Published on Jan. 19, 2024
Officials at the University of Missouri School of Law are excited to announce Professor David Gamage has joined Mizzou Law, starting this January as the Law School Foundation Distinguished Professor of Tax Law & Policy. Professor Gamage joins Mizzou Law from Indiana University’s Maurer School of Law, where he held the William W. Oliver Chair in Tax Law. Professor Gamage’s hire is a part of the MizzouForward program, an ongoing effort to strengthen innovation in research disciplines across the Mizzou campus.
“David Gamage is a transformational hire for Mizzou Law,” said Paul Litton, dean of the MU School of Law. “He is in the highest echelon of tax law and policy scholars in the country. In addition to being one of the most highly cited tax professors, his work in tax and health law has had significant impact on federal and state policymakers. I could not be more thrilled about his joining the faculty.”
Professor David Gamage is a scholar of tax law and policy as well as health law and policy. He has written extensively on tax and budget policy at both the U.S. state and federal levels, as well as on tax theory, fiscal federalism, and the intersections between taxation and health care. Professor Gamage is ranked among the top ten most-cited U.S. tax law scholars and is the youngest scholar on that top ten list. He is also ranked as the fifth-most downloaded U.S. tax law scholar.

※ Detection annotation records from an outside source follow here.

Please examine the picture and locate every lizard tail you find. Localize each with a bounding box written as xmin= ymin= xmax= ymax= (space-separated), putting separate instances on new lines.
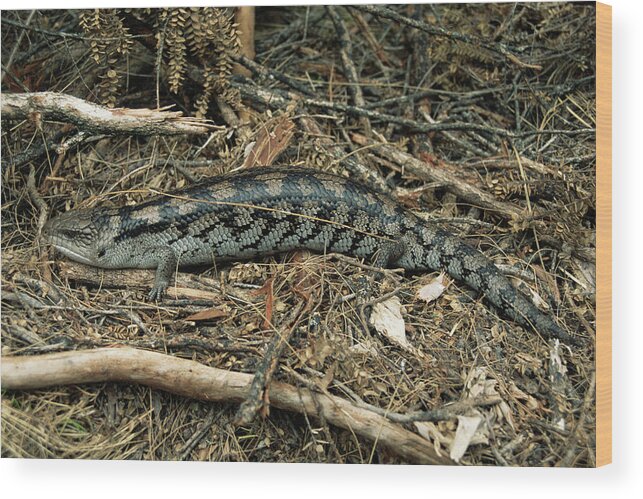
xmin=399 ymin=223 xmax=578 ymax=344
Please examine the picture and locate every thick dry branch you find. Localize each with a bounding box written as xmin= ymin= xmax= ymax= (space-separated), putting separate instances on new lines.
xmin=1 ymin=92 xmax=216 ymax=136
xmin=2 ymin=347 xmax=454 ymax=464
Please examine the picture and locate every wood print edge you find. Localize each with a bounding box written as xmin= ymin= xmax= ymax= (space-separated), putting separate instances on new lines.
xmin=596 ymin=2 xmax=612 ymax=466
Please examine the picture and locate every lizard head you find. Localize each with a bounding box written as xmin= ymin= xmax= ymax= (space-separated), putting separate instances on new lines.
xmin=42 ymin=208 xmax=114 ymax=265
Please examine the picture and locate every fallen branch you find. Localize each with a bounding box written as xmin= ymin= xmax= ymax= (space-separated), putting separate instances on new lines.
xmin=1 ymin=92 xmax=216 ymax=136
xmin=352 ymin=134 xmax=526 ymax=220
xmin=351 ymin=5 xmax=542 ymax=71
xmin=1 ymin=347 xmax=454 ymax=465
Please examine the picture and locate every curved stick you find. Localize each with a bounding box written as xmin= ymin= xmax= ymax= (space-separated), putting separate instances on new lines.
xmin=2 ymin=347 xmax=454 ymax=465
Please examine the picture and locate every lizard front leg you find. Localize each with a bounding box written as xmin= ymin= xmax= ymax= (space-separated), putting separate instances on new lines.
xmin=144 ymin=246 xmax=178 ymax=301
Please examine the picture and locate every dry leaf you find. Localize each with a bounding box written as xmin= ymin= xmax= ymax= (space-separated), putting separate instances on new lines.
xmin=449 ymin=416 xmax=482 ymax=463
xmin=370 ymin=296 xmax=411 ymax=348
xmin=417 ymin=273 xmax=446 ymax=303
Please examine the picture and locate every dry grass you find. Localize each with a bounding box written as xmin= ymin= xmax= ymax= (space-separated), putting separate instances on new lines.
xmin=2 ymin=4 xmax=595 ymax=466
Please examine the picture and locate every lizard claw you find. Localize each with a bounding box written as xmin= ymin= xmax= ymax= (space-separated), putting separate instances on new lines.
xmin=147 ymin=282 xmax=168 ymax=301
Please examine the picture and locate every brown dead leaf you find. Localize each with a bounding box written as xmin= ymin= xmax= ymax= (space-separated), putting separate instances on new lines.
xmin=416 ymin=273 xmax=446 ymax=303
xmin=185 ymin=308 xmax=228 ymax=321
xmin=243 ymin=116 xmax=295 ymax=168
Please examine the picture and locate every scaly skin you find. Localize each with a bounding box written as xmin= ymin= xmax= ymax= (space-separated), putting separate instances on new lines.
xmin=44 ymin=168 xmax=574 ymax=342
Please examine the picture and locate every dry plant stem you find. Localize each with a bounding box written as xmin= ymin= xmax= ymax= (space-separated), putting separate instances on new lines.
xmin=230 ymin=54 xmax=313 ymax=96
xmin=234 ymin=302 xmax=304 ymax=426
xmin=326 ymin=5 xmax=372 ymax=136
xmin=1 ymin=348 xmax=454 ymax=465
xmin=299 ymin=116 xmax=390 ymax=192
xmin=230 ymin=81 xmax=596 ymax=139
xmin=352 ymin=5 xmax=542 ymax=70
xmin=234 ymin=6 xmax=255 ymax=77
xmin=356 ymin=397 xmax=502 ymax=424
xmin=360 ymin=140 xmax=524 ymax=219
xmin=1 ymin=92 xmax=215 ymax=136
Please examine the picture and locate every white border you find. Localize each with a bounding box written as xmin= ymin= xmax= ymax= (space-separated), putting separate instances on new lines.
xmin=0 ymin=0 xmax=643 ymax=499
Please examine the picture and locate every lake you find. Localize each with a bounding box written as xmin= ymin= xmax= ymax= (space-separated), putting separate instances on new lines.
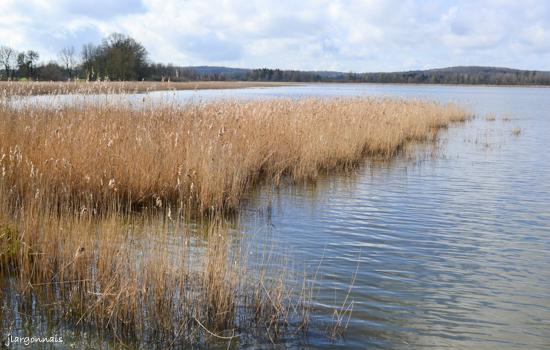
xmin=1 ymin=84 xmax=550 ymax=349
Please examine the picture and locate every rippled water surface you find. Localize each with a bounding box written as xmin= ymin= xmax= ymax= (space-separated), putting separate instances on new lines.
xmin=4 ymin=84 xmax=550 ymax=349
xmin=232 ymin=85 xmax=550 ymax=349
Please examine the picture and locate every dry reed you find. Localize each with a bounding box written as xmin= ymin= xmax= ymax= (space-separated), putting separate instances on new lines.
xmin=0 ymin=81 xmax=296 ymax=96
xmin=0 ymin=98 xmax=469 ymax=211
xmin=0 ymin=93 xmax=469 ymax=346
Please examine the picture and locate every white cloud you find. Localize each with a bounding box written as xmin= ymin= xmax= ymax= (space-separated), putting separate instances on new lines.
xmin=0 ymin=0 xmax=550 ymax=71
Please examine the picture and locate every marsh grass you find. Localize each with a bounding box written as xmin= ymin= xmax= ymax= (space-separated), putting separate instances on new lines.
xmin=0 ymin=93 xmax=470 ymax=347
xmin=0 ymin=81 xmax=296 ymax=96
xmin=0 ymin=201 xmax=310 ymax=347
xmin=0 ymin=98 xmax=469 ymax=212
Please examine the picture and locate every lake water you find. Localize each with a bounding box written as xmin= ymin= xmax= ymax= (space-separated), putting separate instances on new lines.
xmin=1 ymin=84 xmax=550 ymax=349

Gamage has authored or coauthored over 90 scholarly articles and essays. His scholarship has appeared in a range of journals, including the peer-reviewed Tax Law Review and Public Finance Review, and the flagship law reviews of the University of Chicago, the University of California, Duke, and Northwestern Law Schools. His casebook, Taxation: Law, Planning, and Policy, is published by Carolina Academic Press. His newest forthcoming draft book, The Income Tax Collapse: ‘Buy, Borrow, Die’ and Beyond, co-authored with Edward McCaffery, is under contract with Oxford University Press.
From 2010 through 2012, Gamage served as special counsel to the U.S. Department of the Treasury, Office of Tax Policy. In that position, he administered the individual income tax portfolio of the Treasury Department’s Tax Legislative Counsel, and he oversaw the drafting of all individual income tax regulations and executive branch initiatives related to the individual income tax. Gamage’s position primarily involved the drafting and implementation of tax provisions of the Affordable Care Act (“Obamacare”).

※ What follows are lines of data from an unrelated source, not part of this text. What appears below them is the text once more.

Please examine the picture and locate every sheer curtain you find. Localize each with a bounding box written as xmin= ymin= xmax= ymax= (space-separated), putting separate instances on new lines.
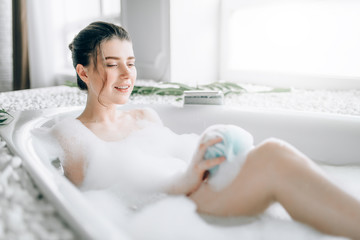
xmin=12 ymin=0 xmax=30 ymax=90
xmin=27 ymin=0 xmax=121 ymax=88
xmin=27 ymin=0 xmax=56 ymax=88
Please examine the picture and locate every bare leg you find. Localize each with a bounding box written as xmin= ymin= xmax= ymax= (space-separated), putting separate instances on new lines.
xmin=191 ymin=140 xmax=360 ymax=239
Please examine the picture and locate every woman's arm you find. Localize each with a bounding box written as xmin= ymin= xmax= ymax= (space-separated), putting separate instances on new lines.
xmin=165 ymin=138 xmax=225 ymax=196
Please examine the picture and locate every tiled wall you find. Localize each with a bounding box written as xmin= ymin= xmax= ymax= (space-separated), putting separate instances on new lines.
xmin=0 ymin=0 xmax=13 ymax=92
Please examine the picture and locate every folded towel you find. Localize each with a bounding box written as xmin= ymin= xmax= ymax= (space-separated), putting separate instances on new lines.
xmin=201 ymin=125 xmax=254 ymax=191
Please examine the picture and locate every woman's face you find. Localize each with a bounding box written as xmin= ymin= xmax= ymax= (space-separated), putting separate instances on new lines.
xmin=87 ymin=38 xmax=136 ymax=105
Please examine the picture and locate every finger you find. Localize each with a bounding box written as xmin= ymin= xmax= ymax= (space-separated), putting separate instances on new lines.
xmin=198 ymin=156 xmax=226 ymax=170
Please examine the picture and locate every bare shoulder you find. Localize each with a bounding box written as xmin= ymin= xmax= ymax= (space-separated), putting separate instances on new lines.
xmin=135 ymin=108 xmax=162 ymax=125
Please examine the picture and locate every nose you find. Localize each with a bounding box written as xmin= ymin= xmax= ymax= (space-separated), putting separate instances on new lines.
xmin=119 ymin=63 xmax=131 ymax=78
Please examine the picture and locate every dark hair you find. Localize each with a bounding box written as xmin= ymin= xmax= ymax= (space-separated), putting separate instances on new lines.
xmin=69 ymin=21 xmax=131 ymax=90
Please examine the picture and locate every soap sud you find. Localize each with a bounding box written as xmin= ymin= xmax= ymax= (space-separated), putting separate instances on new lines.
xmin=53 ymin=119 xmax=360 ymax=240
xmin=0 ymin=83 xmax=360 ymax=240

Since returning to academia in 2012, Gamage has served on a tax reform commission for the state of California and has regularly advised other state and federal policymakers on tax and health policy. Recently, Professor Gamage has helped draft tax reform legislation for the federal government and for the states of California, Illinois, New York and Vermont, and has advised on numerous other federal and state level legislative and regulatory proposals for tax and health law reform. Gamage has also been a lead author on Supreme Court amicus briefs at both the federal and state levels.
Prior to his position at the Indiana University Maurer School of Law, where he was a professor for the past seven years, Professor Gamage spent the nine years as a professor at the University of California—Berkeley School of Law. Professor Gamage has also taught as a visiting professor at the Duke University School of Law and at the Georgetown University Law Center, and as an Emerging Scholars Program Fellow as the University of Texas School of Law.